Nesse dia, tu choravas, um pranto denso, mas até ele era pronto de diafaneidade, subtil. Peguei a tua mão, toquei essa mão declarada; apertei-a e correspondes-te convicta. Aceitavas essa alquimia que nos une, essa química indescritível, sem plano de conformação. Amava-te. Sabia. As janelas abertas por um fio deixavam, acessar uma brisa ligeira que te ajudava a respirar. O teu quarto, branco, repleto de uma limpidez branqueada, o espelho da tua alma. Jarras, flores, dentro delas, tocadas nas beiradas dessa louça, no declive, embriagadas de uma água por trocar, atrasada. Frutas, doces, espalhados, calmos na mesa de cabeceira, julgando-se intocáveis por não lhes dares atenção. De fronte, na plataforma inversa das paredes, um quadro, de esperança. Um quadro, para onde olhavas e te revigoraravas, aguardando o contra-golpe. Estes contornos, sombras repassadas, trespassadas pela luz baça e tímida que entrava em feixes directos por entre as persianas rotas das janelas enfastiadas.
Na hora, acabava o tempo de visitas e, eu, ia saindo agarrado ao cimento velho e frio dos corredores imutáveis, depois de me despedir de ti, sob as reclamações repetidas das enfermeiras preenchidas de me exigir a saída.
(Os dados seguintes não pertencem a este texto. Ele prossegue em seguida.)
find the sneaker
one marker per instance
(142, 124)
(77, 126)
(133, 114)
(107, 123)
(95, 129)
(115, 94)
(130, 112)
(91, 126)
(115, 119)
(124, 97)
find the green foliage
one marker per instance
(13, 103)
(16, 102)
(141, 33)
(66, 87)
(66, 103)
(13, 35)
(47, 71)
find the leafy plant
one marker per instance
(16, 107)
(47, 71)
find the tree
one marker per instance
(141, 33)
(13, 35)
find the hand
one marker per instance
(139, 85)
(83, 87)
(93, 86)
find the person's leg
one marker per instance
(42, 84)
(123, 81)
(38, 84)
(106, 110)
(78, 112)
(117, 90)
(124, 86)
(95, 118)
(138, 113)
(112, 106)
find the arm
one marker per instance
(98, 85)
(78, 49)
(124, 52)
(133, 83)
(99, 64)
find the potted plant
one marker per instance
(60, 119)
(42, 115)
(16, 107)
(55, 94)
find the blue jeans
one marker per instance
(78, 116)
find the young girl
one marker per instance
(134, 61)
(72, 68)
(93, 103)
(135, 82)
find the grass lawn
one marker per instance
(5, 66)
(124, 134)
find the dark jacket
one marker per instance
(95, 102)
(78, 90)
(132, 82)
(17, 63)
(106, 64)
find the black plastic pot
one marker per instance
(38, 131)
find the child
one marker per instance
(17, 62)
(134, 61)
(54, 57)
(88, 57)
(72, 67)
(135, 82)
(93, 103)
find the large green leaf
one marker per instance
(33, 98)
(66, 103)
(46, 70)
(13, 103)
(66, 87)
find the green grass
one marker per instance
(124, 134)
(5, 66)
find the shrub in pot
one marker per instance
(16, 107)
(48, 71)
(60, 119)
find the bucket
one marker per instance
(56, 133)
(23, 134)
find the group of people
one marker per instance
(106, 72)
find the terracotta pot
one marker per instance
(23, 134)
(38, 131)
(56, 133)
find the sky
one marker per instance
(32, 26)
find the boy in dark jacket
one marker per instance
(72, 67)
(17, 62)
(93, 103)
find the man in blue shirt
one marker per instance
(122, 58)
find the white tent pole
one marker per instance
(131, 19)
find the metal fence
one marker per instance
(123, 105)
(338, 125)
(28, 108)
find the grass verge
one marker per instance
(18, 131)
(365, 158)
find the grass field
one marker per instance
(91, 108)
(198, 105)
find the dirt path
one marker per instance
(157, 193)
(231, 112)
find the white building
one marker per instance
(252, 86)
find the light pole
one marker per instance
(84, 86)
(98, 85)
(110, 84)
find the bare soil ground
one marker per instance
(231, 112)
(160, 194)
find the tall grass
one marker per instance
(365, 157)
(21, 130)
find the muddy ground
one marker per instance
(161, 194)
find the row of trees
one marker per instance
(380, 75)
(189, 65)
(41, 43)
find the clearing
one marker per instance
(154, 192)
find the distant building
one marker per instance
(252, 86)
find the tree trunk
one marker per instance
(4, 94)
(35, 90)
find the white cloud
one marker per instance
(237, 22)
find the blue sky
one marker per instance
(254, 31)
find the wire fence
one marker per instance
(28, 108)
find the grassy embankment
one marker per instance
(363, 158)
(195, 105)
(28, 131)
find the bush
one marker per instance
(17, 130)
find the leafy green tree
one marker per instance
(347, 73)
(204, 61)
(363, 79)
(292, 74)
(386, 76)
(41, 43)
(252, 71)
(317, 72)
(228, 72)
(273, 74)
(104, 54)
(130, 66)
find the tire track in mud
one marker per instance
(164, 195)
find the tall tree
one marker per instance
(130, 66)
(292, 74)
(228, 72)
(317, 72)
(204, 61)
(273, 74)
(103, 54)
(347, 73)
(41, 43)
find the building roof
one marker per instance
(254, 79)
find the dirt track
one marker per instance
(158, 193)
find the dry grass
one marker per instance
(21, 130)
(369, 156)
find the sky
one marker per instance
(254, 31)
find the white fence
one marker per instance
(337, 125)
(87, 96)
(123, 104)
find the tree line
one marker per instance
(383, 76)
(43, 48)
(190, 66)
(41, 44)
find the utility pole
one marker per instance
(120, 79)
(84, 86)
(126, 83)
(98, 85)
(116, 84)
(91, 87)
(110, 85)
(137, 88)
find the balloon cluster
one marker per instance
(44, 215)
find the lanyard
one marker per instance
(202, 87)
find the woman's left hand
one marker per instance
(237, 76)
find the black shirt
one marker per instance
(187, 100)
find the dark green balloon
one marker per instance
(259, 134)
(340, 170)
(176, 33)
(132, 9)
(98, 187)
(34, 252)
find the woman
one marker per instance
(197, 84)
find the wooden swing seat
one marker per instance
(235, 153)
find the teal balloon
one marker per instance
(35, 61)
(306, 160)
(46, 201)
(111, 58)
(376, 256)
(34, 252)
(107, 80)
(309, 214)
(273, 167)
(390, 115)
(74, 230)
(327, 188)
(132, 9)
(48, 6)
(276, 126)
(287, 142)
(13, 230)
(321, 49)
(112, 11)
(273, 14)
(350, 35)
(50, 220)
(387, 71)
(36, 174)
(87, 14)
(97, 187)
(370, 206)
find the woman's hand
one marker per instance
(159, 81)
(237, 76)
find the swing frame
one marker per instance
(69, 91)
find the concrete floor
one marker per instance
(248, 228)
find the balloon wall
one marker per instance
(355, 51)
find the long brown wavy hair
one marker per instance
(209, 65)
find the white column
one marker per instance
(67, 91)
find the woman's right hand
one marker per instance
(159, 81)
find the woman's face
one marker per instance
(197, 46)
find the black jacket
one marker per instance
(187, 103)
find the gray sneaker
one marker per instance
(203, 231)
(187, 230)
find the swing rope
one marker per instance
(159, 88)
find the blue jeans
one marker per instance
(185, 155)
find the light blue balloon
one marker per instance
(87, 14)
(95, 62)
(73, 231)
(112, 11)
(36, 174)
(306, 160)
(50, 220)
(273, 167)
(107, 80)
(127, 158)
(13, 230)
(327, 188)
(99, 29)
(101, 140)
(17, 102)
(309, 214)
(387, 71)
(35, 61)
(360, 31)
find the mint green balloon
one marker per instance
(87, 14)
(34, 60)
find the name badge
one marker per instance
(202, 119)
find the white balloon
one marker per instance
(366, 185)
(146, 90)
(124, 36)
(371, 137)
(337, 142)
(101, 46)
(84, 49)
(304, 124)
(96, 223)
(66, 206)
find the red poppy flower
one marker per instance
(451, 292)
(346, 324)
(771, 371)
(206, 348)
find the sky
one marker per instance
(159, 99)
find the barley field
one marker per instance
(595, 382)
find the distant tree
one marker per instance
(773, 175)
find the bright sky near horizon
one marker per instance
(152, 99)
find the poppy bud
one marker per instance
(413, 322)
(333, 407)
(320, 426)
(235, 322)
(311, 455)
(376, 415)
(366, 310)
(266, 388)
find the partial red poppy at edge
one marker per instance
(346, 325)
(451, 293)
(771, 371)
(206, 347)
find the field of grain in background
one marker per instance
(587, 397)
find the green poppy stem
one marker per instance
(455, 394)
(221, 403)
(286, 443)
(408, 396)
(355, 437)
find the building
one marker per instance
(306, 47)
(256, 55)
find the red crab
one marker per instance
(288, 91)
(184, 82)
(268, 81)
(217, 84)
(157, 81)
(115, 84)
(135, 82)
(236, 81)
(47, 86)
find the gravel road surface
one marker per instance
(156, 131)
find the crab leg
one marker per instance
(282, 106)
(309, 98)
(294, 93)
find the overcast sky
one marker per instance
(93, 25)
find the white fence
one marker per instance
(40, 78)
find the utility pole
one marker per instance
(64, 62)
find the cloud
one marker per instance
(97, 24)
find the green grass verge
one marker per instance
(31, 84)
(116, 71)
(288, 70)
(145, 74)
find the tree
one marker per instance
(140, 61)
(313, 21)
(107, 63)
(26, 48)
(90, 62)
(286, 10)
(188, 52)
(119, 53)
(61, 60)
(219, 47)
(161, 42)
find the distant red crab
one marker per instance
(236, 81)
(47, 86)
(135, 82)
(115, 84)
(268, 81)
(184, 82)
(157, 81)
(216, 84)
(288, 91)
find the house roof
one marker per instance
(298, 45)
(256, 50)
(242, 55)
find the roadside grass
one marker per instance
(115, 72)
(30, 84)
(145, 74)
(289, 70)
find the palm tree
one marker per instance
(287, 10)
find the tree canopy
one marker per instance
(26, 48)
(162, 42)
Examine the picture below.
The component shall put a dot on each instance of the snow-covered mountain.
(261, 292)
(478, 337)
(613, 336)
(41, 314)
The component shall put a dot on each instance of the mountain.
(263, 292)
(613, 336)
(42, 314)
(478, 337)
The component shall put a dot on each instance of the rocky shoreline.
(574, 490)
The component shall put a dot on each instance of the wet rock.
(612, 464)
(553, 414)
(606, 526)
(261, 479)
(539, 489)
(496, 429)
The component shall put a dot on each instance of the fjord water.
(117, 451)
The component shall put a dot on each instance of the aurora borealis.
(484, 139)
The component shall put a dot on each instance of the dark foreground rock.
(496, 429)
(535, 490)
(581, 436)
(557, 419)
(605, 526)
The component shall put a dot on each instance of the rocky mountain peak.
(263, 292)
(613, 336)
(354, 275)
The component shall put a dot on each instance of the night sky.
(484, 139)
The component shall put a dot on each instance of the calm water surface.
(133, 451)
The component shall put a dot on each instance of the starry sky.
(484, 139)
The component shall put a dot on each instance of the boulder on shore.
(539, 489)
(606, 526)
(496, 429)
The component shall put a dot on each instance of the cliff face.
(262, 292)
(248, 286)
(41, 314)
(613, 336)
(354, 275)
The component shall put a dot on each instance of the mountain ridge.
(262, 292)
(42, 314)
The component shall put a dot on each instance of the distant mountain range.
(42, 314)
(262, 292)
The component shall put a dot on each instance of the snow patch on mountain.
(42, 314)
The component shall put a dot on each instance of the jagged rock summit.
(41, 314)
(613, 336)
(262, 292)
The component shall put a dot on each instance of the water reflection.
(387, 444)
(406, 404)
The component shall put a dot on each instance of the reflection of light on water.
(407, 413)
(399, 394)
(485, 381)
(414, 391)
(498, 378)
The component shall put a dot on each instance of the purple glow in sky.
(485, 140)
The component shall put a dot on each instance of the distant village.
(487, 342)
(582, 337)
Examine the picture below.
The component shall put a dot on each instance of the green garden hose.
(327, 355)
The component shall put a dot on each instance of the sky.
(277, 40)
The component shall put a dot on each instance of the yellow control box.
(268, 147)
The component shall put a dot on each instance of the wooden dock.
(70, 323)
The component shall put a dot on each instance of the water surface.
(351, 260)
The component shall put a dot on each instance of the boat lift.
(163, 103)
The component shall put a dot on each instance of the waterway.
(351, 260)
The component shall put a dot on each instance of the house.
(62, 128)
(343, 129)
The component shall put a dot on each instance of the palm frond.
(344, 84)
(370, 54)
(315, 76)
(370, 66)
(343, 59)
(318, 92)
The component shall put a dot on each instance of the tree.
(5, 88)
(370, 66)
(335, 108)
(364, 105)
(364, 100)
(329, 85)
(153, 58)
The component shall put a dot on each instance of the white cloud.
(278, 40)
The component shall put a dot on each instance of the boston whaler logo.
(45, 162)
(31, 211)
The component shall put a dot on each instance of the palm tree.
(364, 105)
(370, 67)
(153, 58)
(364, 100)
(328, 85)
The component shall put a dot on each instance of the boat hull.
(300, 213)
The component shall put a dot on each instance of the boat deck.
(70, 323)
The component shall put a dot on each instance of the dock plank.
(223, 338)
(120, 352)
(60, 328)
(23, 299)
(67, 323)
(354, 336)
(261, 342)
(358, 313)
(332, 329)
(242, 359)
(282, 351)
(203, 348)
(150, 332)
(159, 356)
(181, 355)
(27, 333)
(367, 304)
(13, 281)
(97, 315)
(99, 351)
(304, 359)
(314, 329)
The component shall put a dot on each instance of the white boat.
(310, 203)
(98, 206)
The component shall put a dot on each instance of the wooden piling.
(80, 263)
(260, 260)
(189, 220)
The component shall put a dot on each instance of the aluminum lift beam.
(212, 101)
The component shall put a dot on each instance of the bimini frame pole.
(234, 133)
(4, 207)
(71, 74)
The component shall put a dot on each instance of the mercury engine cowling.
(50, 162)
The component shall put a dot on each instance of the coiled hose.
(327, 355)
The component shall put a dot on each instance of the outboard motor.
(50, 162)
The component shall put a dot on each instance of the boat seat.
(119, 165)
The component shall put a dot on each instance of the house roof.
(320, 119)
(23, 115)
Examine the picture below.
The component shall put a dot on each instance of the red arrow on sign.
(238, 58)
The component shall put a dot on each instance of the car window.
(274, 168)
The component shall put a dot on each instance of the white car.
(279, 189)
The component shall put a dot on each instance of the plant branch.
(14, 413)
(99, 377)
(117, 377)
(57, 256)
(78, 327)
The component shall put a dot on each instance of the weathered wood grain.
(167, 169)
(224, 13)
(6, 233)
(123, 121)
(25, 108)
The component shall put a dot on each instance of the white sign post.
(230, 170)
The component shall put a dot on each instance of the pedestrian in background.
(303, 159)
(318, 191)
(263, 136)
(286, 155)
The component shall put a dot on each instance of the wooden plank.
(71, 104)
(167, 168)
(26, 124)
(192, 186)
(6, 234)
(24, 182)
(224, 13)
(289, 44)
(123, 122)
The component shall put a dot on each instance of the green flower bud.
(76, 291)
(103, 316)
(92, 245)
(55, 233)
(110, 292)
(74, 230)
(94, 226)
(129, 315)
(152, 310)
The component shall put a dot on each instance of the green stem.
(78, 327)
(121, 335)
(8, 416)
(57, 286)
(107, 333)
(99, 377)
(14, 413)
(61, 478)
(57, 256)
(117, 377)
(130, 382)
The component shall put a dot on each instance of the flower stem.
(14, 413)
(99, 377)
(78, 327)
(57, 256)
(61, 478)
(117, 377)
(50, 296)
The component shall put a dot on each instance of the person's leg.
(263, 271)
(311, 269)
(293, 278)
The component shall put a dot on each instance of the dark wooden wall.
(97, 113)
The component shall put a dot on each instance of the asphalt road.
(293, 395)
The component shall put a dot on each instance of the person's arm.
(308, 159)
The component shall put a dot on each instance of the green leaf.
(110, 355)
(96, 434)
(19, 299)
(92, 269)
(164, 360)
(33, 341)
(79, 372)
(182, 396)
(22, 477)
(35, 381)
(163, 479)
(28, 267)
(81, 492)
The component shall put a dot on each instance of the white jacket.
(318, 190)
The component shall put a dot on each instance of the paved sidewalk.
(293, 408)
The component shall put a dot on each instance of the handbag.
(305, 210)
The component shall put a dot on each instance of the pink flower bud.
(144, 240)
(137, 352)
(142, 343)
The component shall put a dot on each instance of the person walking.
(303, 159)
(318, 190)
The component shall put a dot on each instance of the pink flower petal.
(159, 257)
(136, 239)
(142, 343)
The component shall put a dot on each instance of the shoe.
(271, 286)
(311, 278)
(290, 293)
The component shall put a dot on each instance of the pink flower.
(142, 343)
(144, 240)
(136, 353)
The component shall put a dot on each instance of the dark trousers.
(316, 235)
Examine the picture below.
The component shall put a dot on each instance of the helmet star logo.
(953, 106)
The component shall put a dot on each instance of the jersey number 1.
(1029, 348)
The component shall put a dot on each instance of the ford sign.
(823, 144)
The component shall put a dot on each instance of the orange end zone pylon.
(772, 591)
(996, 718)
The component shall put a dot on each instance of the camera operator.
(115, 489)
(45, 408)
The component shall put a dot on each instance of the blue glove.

Era uma dor rompida, um punhal cravado a deglutir a pouca carne que me restava, um homicídio invisível. Deixava-te só, apenas a dor, o sofrimento, te acompanhava em mais uma noite que não sabias ser a última, a tua derradeira noite. Se pudesse não te tinha deixado sozinha. Tinha ficado contigo , para te ajudar, para não te deixar partir tão cedo. Se pudesse não te tinha deixado. A vida é atroz, mas é vida e sentis-te na pele a sua frialdade.
Em todos os contornos da minha visão eu te via, sem tempo para pensar em mais nada, em todas as sombras eu contemplava, reparando, o teu sensualismo, em tudo eu te sentia em mim. Como lembro esse dia, o dia em que tudo se modificou, em que tudo se demudou em não ser nada, em ser sem ti. Deixaste-me.
A casa desmoronava-se em mim em reminiscências sinistras e deixei de me saber desperto. Desabei na apatia, no desabafo do sono estimulante e forçoso. Caí no depauperamento de um cérebro fixado e perdi, por horas, a vigília.